Cinco canciones sobre Hiroshima, del folk solemne al tecno-pop bailable

Orchestral Manoeuvres in the Dark. Paul Humphreys (izquierda) y Andy McCluskey

Orchestral Manoeuvres in the Dark. Paul Humphreys (izquierda) y Andy McCluskey / EPC

Rafael Tapounet

Rafael Tapounet

La devastación provocada por las bombas atómicas lanzadas sobre Japón hace ahora exactamente 80 años ha sido un tema visitado a menudo por los poetas y los compositores de canciones, a menudo en aproximaciones metafóricas y casi siempre como como eje de manifiestos pacifistas de alcance universal. Eso sí, con ropajes musicales bien diversos, del folk sombrío al tecno-pop bailable. Estos son cinco muestras.
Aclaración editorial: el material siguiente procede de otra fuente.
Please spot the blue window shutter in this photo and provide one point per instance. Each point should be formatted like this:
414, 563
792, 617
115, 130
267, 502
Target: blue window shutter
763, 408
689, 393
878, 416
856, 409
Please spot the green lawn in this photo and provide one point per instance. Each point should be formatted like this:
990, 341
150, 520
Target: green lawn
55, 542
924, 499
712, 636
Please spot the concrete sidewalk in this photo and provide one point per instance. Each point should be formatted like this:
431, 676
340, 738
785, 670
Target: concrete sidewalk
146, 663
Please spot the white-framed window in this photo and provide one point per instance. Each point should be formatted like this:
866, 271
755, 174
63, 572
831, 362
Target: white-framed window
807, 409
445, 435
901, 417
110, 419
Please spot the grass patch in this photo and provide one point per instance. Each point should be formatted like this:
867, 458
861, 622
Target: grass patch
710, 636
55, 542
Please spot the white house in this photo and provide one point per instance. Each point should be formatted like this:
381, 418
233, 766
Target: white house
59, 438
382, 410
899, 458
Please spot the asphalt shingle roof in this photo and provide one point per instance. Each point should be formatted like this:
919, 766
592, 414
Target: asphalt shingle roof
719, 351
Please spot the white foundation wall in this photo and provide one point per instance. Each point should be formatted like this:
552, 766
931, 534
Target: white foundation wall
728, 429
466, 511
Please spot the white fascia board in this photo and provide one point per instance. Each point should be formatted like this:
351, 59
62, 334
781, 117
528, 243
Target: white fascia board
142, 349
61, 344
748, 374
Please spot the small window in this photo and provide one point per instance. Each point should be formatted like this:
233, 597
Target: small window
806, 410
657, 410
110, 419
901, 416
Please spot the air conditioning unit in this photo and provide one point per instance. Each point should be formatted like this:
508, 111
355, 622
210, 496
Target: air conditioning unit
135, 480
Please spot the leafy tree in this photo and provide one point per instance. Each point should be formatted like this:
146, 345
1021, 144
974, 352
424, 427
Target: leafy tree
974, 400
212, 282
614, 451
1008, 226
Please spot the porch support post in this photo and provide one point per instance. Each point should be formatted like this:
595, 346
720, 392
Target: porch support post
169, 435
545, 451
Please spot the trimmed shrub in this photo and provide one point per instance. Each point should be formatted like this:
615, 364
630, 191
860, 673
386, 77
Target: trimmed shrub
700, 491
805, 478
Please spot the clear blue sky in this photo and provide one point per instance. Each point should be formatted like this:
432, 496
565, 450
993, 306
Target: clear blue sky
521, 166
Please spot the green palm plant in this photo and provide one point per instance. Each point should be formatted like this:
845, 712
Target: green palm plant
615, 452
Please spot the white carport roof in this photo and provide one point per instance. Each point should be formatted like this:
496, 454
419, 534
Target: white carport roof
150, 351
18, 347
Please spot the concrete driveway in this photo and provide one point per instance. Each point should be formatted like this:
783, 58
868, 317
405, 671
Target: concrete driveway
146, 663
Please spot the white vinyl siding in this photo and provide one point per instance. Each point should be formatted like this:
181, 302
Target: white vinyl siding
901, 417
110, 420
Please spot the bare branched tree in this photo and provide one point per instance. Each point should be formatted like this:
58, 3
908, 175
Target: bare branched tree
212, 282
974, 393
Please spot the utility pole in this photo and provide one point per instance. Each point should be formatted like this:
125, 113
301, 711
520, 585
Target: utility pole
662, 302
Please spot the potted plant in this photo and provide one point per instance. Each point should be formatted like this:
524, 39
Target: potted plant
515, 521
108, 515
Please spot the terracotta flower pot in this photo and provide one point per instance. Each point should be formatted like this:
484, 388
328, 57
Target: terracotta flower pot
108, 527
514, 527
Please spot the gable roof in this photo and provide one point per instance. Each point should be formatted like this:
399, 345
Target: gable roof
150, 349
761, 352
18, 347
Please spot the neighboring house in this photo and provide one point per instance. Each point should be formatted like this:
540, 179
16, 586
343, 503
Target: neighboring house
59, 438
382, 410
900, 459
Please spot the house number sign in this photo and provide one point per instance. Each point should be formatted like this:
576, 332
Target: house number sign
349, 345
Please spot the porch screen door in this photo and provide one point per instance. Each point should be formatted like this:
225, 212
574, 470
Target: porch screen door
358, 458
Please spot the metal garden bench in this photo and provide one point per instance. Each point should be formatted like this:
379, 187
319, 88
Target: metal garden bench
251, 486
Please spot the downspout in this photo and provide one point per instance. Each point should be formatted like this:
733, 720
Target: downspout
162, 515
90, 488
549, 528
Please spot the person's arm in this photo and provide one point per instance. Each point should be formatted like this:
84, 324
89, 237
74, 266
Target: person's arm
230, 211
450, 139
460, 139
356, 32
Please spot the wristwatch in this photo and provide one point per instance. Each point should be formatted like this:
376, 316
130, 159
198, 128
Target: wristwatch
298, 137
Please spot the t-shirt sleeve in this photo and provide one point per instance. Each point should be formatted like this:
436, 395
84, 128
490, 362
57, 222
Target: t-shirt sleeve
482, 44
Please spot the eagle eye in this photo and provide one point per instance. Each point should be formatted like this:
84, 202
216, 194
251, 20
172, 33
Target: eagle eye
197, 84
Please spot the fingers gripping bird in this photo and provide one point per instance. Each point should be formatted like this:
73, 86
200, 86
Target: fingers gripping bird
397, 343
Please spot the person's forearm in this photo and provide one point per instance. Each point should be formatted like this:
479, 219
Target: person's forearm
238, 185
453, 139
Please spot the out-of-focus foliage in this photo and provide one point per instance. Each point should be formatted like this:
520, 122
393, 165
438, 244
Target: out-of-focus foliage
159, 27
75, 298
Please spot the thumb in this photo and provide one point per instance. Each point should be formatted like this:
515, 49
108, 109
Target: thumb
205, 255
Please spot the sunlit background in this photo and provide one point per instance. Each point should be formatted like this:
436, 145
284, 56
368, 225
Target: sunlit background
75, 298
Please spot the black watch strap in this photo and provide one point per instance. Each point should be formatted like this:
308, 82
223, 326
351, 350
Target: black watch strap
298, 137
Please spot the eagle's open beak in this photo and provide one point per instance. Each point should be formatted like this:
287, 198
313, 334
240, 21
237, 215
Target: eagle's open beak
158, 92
En una decisión que sin duda provocó arqueos de cejas entre los ejecutivos de su discográfica, el grupo bandera del folk-rock californiano incluyó en su tercer elepé, el protopsicodélico 'Fifth dimension', esta fúnebre letanía -un poema del turco Nazim Hikmet adaptado por Pete Seeger- en la que el fantasma de un niño de siete años carbonizado en Hiroshima relata los horrores vividos el 6 de agosto de 1945. "No pido nada para mí / porque estoy muerto". A ver quién se pone flores en el pelo después de esto.

La pieza más destacada del repertorio del influyente grupo brasileño de folk Secos & Molhados es sin duda esta adaptación de un breve y conmovedor poema de Vinícius de Moraes en el que las víctimas de la bomba atómica son comparadas con rosas radioactivas que han perdido el color y el perfume. Gérson Conrad le puso música con gusto exquisito y la hermosa voz de Ney Matogrosso la acabó elevando hasta convertirla en himno de los pacifistas brasileños en plena dictadura militar.

La canción que cierra 'Ha! Ha! Ha!', el segundo elepé del grupo comandado en aquellos días por John Foxx, está considerada la primera muestra relevante del sonido 'synth-pop' que muy pocos años después iba a dominar las listas británicas. La gran novedad es la irrupción de la caja de ritmos Roland TR-77, un instrumento llegado de Japón que contribuye a reforzar el efecto de disolución del pasado que transmite una letra inspirada en la película del mismo título que Alain Resnais dirigió en 1959.

Después de que Margaret Thatcher aprobara un convenio de seguridad que permitía a EEUU emplazar misiles nucleares en el Reino Unido, Andy McCluskey escribió este alegato antibelicista en clave tecno-pop que toma su título del nombre del avión que lanzó la bomba atómica sobre Hiroshima. Pese a la gravedad del tema, la contagiosa melodía, guiada por una irresistible frase de sintetizador, convirtió la canción en un superéxito en la Europa continental. ¿Se puede bailar la destrucción nuclear? Así, sí.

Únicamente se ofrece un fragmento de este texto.